In this context, Chaudhuri is worried about both access to and the ultimate fate of new life-saving drugs in India. He argues that new drugs will become inaccessible, and that the situation gives multinational companies and their products a dangerous degree of pre-eminence in India, by diverting them from required research specific to the region. The author forecasts a process of subordination and networking that would suddenly draw Indian private capital into the workings of the multinational company. This could take place through the licensing of new molecules, outsourcing and the like. Not only would the sanctity of the patent prevent the creation of high-priced multinational-designed equivalents in India, but circumstances could deter Indian companies from such a challenge because of their own interests in the product, both at home and abroad. Such a situation partly explains the lack of serious foreign direct investment in the Indian pharmaceuticals industry, despite TRIPS-oriented legislation.

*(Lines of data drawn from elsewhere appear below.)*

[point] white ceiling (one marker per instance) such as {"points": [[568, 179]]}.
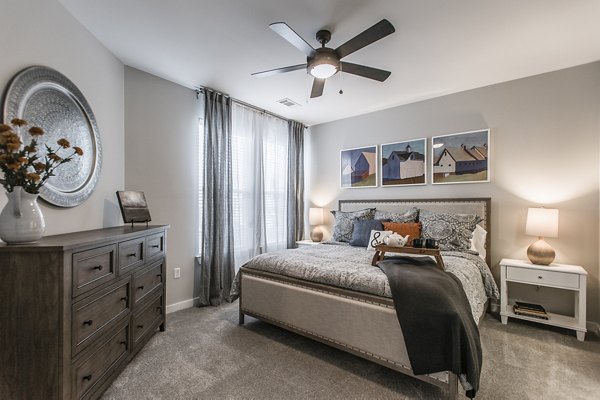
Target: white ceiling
{"points": [[439, 46]]}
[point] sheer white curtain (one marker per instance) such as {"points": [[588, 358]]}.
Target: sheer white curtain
{"points": [[259, 172]]}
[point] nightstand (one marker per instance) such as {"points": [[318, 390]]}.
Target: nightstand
{"points": [[304, 243], [561, 276]]}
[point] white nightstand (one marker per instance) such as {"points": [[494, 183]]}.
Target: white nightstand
{"points": [[308, 242], [561, 276]]}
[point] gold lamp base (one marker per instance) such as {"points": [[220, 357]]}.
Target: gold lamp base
{"points": [[541, 253], [316, 235]]}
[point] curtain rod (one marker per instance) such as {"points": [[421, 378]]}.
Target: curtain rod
{"points": [[201, 89]]}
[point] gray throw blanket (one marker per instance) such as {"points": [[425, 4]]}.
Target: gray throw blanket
{"points": [[435, 316]]}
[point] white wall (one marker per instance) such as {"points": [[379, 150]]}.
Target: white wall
{"points": [[545, 150], [42, 32], [161, 159]]}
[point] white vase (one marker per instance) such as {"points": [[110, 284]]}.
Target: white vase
{"points": [[21, 220]]}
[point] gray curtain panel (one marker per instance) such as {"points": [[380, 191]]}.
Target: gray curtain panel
{"points": [[217, 267], [295, 193]]}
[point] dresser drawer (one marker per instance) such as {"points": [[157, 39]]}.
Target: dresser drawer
{"points": [[92, 268], [148, 319], [95, 367], [146, 281], [155, 245], [93, 315], [540, 277], [131, 255]]}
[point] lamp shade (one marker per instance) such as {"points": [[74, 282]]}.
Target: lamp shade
{"points": [[542, 222], [315, 216]]}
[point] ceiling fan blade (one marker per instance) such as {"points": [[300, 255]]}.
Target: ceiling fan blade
{"points": [[276, 71], [283, 30], [364, 71], [317, 90], [373, 34]]}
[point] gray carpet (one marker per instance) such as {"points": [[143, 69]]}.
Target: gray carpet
{"points": [[204, 354]]}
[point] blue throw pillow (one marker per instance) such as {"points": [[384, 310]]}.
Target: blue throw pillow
{"points": [[361, 231]]}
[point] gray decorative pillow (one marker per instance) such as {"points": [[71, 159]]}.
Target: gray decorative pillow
{"points": [[343, 224], [406, 216], [453, 232]]}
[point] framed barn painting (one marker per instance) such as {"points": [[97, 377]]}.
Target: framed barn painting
{"points": [[358, 167], [461, 157], [404, 163]]}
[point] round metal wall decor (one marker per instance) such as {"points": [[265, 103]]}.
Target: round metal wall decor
{"points": [[46, 98]]}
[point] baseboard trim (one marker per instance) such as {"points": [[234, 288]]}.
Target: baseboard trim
{"points": [[182, 305], [593, 327]]}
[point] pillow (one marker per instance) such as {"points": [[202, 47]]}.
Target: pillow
{"points": [[478, 241], [361, 231], [452, 231], [342, 225], [413, 229], [376, 238], [406, 216]]}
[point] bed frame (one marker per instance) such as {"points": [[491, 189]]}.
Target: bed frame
{"points": [[362, 324]]}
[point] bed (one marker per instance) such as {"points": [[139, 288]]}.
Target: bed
{"points": [[332, 294]]}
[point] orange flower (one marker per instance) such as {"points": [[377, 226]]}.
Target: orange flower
{"points": [[32, 176], [54, 156], [35, 131], [64, 143], [18, 122]]}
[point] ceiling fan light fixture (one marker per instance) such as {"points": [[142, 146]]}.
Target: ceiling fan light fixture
{"points": [[323, 71]]}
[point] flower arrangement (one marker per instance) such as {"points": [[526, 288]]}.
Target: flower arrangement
{"points": [[22, 165]]}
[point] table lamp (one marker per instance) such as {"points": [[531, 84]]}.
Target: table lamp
{"points": [[541, 222], [315, 218]]}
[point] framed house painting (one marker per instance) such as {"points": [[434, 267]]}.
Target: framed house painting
{"points": [[461, 157], [358, 167], [404, 163]]}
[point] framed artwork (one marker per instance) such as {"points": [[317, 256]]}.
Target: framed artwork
{"points": [[133, 206], [404, 163], [358, 167], [461, 157]]}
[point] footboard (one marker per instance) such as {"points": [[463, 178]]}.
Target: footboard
{"points": [[361, 324]]}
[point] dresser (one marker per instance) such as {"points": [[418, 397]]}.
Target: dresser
{"points": [[75, 308]]}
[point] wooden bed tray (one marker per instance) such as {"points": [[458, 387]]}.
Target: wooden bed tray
{"points": [[302, 306]]}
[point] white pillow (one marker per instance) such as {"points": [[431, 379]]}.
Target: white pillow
{"points": [[478, 241], [376, 238]]}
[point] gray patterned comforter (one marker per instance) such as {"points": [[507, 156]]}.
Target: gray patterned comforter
{"points": [[350, 267]]}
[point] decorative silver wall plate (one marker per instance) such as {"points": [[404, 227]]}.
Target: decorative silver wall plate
{"points": [[46, 98]]}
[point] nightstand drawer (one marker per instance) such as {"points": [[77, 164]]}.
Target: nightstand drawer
{"points": [[538, 277]]}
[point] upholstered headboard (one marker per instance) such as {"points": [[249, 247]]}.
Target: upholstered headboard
{"points": [[477, 206]]}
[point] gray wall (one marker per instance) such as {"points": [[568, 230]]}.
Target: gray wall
{"points": [[545, 150], [161, 159], [41, 32]]}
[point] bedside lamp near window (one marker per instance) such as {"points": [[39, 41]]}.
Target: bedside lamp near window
{"points": [[541, 222], [315, 218]]}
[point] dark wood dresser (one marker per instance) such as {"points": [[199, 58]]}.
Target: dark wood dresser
{"points": [[75, 308]]}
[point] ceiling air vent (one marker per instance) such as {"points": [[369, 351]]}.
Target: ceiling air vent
{"points": [[287, 102]]}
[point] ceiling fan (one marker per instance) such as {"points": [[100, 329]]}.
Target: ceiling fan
{"points": [[325, 62]]}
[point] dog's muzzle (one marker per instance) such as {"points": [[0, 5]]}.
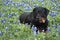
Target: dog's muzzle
{"points": [[42, 20]]}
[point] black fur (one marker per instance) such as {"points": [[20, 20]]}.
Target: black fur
{"points": [[33, 17]]}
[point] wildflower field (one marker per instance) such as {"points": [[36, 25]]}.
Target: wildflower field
{"points": [[12, 29]]}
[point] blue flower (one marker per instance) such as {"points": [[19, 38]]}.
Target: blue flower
{"points": [[28, 8], [3, 21], [1, 33], [10, 15], [53, 14], [1, 14], [54, 26], [6, 28], [40, 0], [35, 5]]}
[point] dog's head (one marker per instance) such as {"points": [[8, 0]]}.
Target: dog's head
{"points": [[40, 14]]}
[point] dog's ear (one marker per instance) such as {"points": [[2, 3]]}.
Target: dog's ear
{"points": [[46, 11]]}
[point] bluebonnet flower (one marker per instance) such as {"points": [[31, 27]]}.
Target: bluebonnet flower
{"points": [[1, 14], [28, 8], [1, 33], [3, 21], [48, 29], [9, 15], [54, 26], [58, 26], [10, 34], [40, 0], [13, 3], [35, 5], [7, 2], [53, 14], [6, 28]]}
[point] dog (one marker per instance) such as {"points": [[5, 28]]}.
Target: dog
{"points": [[38, 18]]}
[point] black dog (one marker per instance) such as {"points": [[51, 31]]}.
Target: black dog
{"points": [[38, 18]]}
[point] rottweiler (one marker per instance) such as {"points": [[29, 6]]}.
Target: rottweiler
{"points": [[38, 18]]}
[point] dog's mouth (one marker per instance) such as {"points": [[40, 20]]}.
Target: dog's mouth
{"points": [[42, 20]]}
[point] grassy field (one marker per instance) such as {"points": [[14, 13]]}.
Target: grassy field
{"points": [[11, 29]]}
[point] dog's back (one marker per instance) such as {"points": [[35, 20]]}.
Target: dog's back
{"points": [[23, 17]]}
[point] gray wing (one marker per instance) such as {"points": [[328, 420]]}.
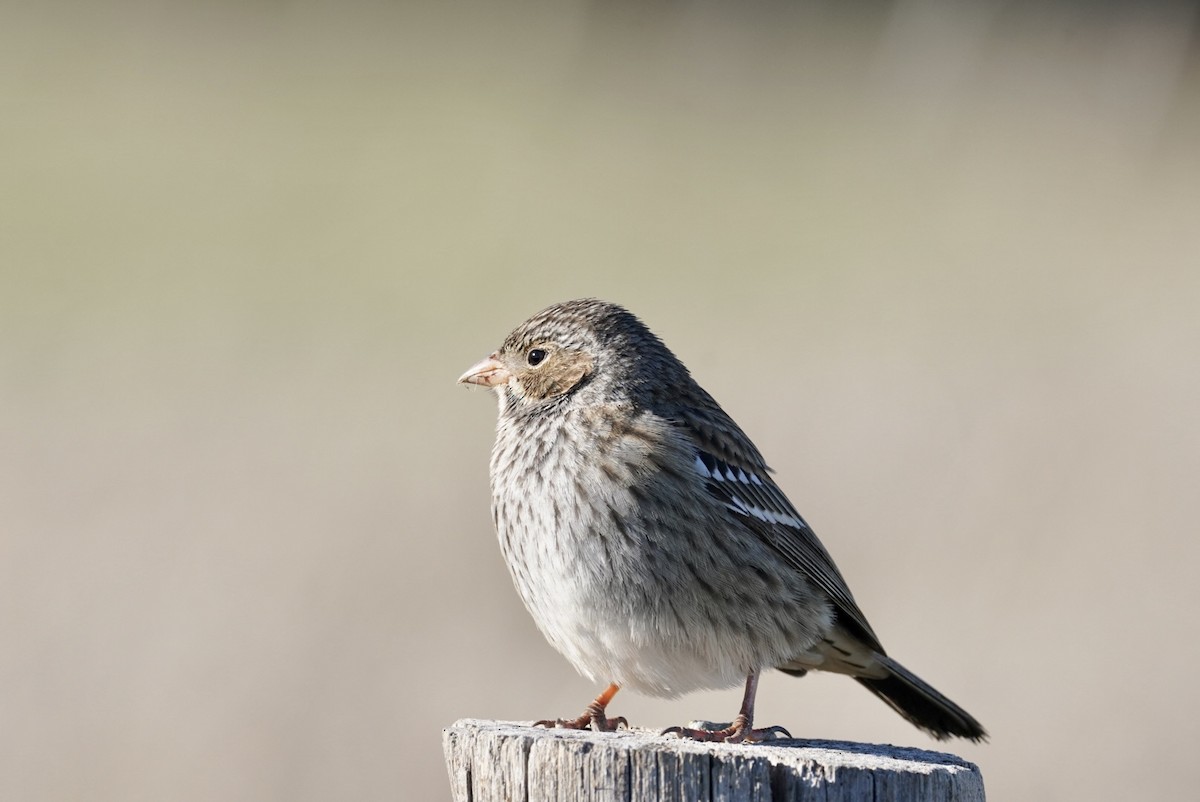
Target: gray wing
{"points": [[737, 476]]}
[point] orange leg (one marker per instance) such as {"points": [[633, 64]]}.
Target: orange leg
{"points": [[593, 716]]}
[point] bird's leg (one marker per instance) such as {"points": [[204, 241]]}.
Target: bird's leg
{"points": [[742, 729], [593, 716]]}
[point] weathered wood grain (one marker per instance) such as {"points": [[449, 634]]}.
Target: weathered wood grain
{"points": [[515, 762]]}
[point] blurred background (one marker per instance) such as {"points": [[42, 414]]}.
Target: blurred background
{"points": [[942, 263]]}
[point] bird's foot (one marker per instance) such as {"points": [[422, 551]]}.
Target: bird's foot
{"points": [[739, 731], [593, 716], [598, 723]]}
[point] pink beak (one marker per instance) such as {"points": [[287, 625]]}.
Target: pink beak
{"points": [[489, 372]]}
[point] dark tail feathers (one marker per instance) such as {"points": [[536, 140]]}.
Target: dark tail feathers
{"points": [[922, 705]]}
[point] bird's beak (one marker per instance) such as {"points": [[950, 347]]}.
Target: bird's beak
{"points": [[489, 372]]}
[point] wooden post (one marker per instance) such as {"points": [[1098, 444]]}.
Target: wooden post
{"points": [[516, 762]]}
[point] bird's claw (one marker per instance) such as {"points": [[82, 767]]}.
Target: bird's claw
{"points": [[598, 723], [737, 732]]}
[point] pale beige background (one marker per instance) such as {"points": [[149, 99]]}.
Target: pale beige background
{"points": [[942, 264]]}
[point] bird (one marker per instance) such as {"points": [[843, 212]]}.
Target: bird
{"points": [[646, 536]]}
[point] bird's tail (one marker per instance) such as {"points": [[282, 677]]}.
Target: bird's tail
{"points": [[921, 704]]}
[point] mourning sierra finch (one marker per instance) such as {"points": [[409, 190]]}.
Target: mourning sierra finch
{"points": [[647, 538]]}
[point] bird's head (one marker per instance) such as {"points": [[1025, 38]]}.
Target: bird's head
{"points": [[565, 347]]}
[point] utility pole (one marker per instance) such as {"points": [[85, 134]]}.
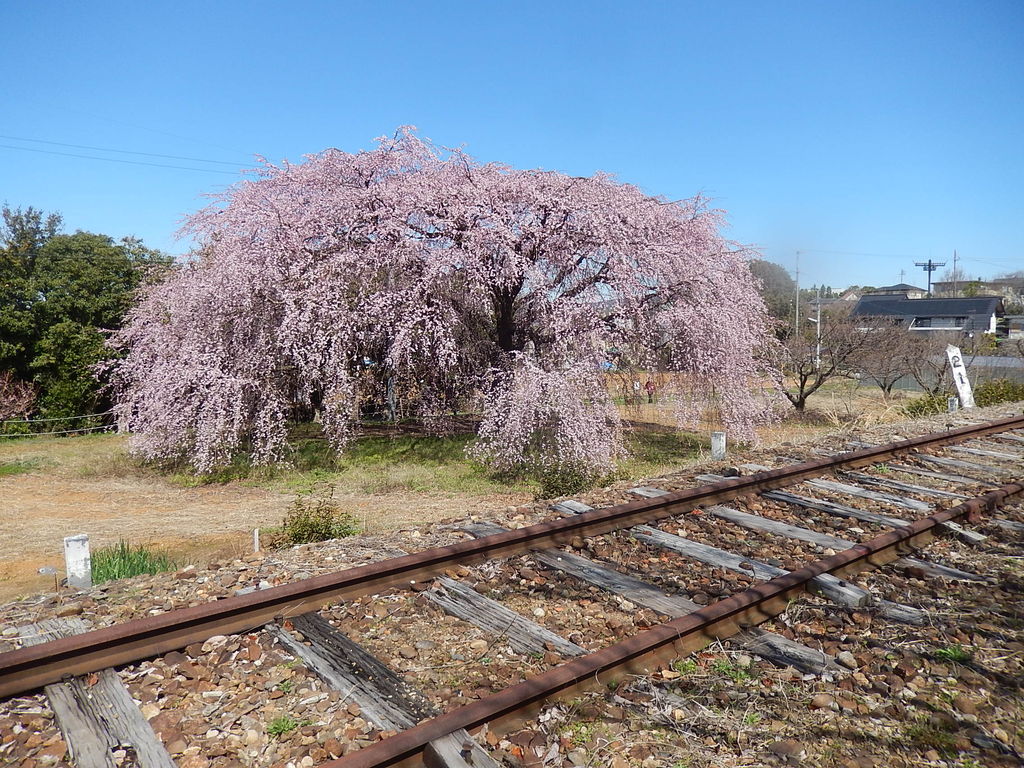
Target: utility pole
{"points": [[929, 266], [817, 342], [796, 323]]}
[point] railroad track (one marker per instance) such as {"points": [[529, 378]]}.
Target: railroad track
{"points": [[865, 508]]}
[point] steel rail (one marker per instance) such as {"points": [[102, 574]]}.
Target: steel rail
{"points": [[30, 668], [670, 640]]}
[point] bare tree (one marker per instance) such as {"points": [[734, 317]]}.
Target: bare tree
{"points": [[16, 397], [887, 356], [811, 361]]}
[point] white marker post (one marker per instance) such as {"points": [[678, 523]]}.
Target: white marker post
{"points": [[718, 445], [78, 563], [958, 371]]}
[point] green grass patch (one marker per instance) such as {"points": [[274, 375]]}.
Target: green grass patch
{"points": [[956, 653], [656, 451], [19, 466], [285, 724], [123, 561], [381, 464]]}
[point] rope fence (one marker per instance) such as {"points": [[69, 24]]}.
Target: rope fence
{"points": [[57, 418]]}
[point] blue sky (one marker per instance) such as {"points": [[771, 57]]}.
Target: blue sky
{"points": [[866, 135]]}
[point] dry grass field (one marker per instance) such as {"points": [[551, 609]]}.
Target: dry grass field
{"points": [[51, 486]]}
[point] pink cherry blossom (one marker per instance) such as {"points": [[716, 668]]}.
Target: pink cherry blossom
{"points": [[460, 283]]}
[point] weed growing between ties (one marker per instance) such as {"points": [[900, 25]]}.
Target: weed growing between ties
{"points": [[956, 653], [123, 561], [285, 724], [18, 466]]}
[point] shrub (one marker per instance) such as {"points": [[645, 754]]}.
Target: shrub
{"points": [[564, 479], [928, 404], [123, 561], [998, 390], [315, 517]]}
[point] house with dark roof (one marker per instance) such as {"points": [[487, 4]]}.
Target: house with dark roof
{"points": [[977, 314], [911, 292]]}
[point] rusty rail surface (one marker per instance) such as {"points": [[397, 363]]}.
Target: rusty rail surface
{"points": [[30, 668], [666, 641]]}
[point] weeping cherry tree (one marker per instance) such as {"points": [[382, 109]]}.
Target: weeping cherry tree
{"points": [[464, 282]]}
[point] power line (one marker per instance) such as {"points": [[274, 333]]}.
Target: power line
{"points": [[120, 152], [117, 160], [929, 266], [62, 431]]}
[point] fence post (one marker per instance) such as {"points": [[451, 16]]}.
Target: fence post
{"points": [[78, 563], [718, 445]]}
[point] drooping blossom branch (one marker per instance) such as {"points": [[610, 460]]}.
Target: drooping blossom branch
{"points": [[445, 276]]}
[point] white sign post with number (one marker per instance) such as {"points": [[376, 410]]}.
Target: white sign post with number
{"points": [[958, 371]]}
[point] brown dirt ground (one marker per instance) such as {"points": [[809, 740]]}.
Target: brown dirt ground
{"points": [[87, 485]]}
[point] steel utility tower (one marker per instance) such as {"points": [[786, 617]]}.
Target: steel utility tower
{"points": [[929, 266]]}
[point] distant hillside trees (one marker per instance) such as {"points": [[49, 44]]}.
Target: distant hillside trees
{"points": [[778, 291], [59, 296]]}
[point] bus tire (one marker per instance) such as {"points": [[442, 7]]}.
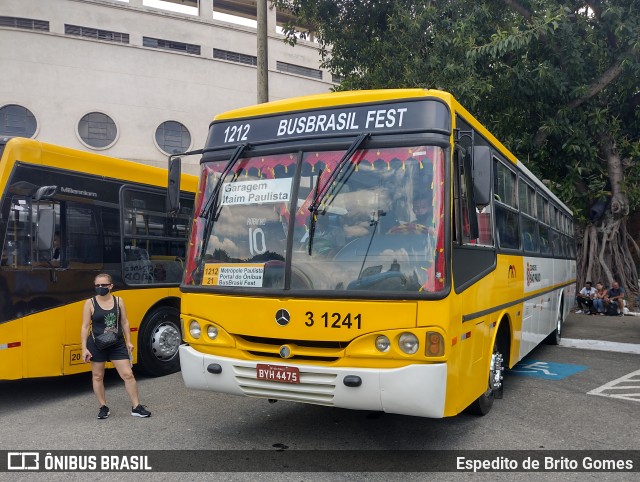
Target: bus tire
{"points": [[482, 405], [556, 335], [158, 342]]}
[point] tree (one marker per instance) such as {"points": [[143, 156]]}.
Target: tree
{"points": [[557, 81]]}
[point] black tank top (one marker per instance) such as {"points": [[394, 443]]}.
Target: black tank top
{"points": [[102, 319]]}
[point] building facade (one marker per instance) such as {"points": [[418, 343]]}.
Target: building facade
{"points": [[134, 81]]}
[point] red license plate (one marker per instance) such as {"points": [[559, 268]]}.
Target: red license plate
{"points": [[277, 373]]}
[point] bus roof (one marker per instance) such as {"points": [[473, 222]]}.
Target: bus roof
{"points": [[31, 151], [332, 99]]}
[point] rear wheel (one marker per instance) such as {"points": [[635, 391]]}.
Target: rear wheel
{"points": [[158, 342], [556, 335], [482, 405]]}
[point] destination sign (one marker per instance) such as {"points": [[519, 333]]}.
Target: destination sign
{"points": [[417, 115]]}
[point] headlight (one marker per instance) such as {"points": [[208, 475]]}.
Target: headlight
{"points": [[408, 343], [212, 332], [194, 329], [383, 343]]}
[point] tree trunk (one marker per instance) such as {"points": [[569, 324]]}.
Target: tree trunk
{"points": [[605, 249]]}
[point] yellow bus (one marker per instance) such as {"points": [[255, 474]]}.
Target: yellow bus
{"points": [[65, 216], [375, 250]]}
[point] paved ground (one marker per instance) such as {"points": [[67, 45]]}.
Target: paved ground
{"points": [[616, 329]]}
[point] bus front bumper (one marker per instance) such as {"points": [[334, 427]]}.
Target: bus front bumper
{"points": [[412, 390]]}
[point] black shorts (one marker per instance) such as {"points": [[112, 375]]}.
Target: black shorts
{"points": [[119, 351]]}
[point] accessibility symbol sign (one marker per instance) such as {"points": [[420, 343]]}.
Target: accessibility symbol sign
{"points": [[546, 370]]}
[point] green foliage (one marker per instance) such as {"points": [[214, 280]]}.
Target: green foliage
{"points": [[547, 77]]}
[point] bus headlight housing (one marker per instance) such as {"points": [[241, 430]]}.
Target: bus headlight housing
{"points": [[408, 343], [383, 343], [212, 332], [194, 329]]}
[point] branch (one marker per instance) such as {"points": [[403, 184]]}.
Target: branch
{"points": [[522, 10], [611, 74], [600, 83]]}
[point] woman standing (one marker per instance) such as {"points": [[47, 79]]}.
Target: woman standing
{"points": [[103, 313]]}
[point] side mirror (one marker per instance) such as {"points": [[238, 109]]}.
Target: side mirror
{"points": [[46, 226], [45, 193], [173, 185], [482, 175]]}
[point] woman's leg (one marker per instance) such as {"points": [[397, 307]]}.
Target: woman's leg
{"points": [[126, 373], [97, 379]]}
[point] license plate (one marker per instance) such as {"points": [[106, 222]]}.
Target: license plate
{"points": [[277, 373]]}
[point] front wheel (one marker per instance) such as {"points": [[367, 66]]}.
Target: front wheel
{"points": [[158, 342], [482, 405]]}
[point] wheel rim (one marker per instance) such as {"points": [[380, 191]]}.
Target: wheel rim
{"points": [[165, 341], [496, 372]]}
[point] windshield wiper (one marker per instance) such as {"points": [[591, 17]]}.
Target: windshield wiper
{"points": [[337, 175], [212, 202]]}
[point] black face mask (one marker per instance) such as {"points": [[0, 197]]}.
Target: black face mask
{"points": [[102, 291]]}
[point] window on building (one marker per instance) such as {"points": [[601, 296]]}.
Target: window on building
{"points": [[157, 43], [97, 34], [24, 23], [299, 70], [173, 137], [235, 57], [97, 130], [16, 120]]}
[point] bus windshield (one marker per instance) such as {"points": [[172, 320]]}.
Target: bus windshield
{"points": [[305, 222]]}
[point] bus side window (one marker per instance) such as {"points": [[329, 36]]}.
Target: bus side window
{"points": [[85, 245], [15, 253]]}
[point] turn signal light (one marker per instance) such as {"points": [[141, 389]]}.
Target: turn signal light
{"points": [[435, 344]]}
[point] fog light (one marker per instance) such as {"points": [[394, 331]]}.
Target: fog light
{"points": [[383, 343], [212, 332], [408, 343], [435, 344], [194, 329]]}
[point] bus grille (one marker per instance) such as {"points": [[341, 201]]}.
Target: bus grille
{"points": [[302, 350], [316, 388]]}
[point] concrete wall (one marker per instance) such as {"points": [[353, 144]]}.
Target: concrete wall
{"points": [[60, 78]]}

There are options available within WTO regimes, however, to vary and moderate property-rights protection to ensure prices lower than standard. Chaudhuri notes that these have been poorly utilised by both public and private entities in India. Among the permissible gambits are ‘compulsory licensing’, which, once the basic royalty has been paid, entails local production of a product under license regardless of a pending patent. This way, such an approach is not influenced by an MNC’s mark-up after producing the drug elsewhere – although things do get much more difficult if the low-priced drug is then exported.
A growing number of exporters (especially small outfits) now have their eyes trained on unregulated markets in Africa, Latin America and Asia. After gaining footholds in those markets, however, the ultimate prize is the US. To all these exporters, compulsory licensing offers limited rewards, since its basic guaranteed access is to the domestic market. Chaudhuri points out that gaining access to the US market is ultimately a possibility for only a very few.
Meanwhile, the Indian government’s compulsions on small producers to follow WHO ‘good manufacturing practices’ jeopardises the future of most of those producers. The way that the government applies such policy, together with its failure to use TRIPS allowances to set aside WTO requirements when drugs are essential, indicates poor strategy and public commitment.
But these developments in general, Chaudhuri implies, are only to be expected from the prevalent circumstances in India, where the history of the link between pharmaceutical companies, the state and the public shows general misuse of popular trust. According to one recent assessment, India is ranked below Chad and Bangladesh for health care to the populace. The poor government commitment to health services, coupled with the simultaneous outright manufacture of spurious drugs, indicates a fuzzy sense of priorities at home – as does the ups and downs in the history of price regulation before the 1990s.
Past follies should be the signpost to the future. According to Chaudhuri, and backed by significant additional research, thoughtless interaction with TRIPS will be disastrous for India and for developing countries in general. Awareness of this agreement’s loopholes and pitfalls is absolutely necessary.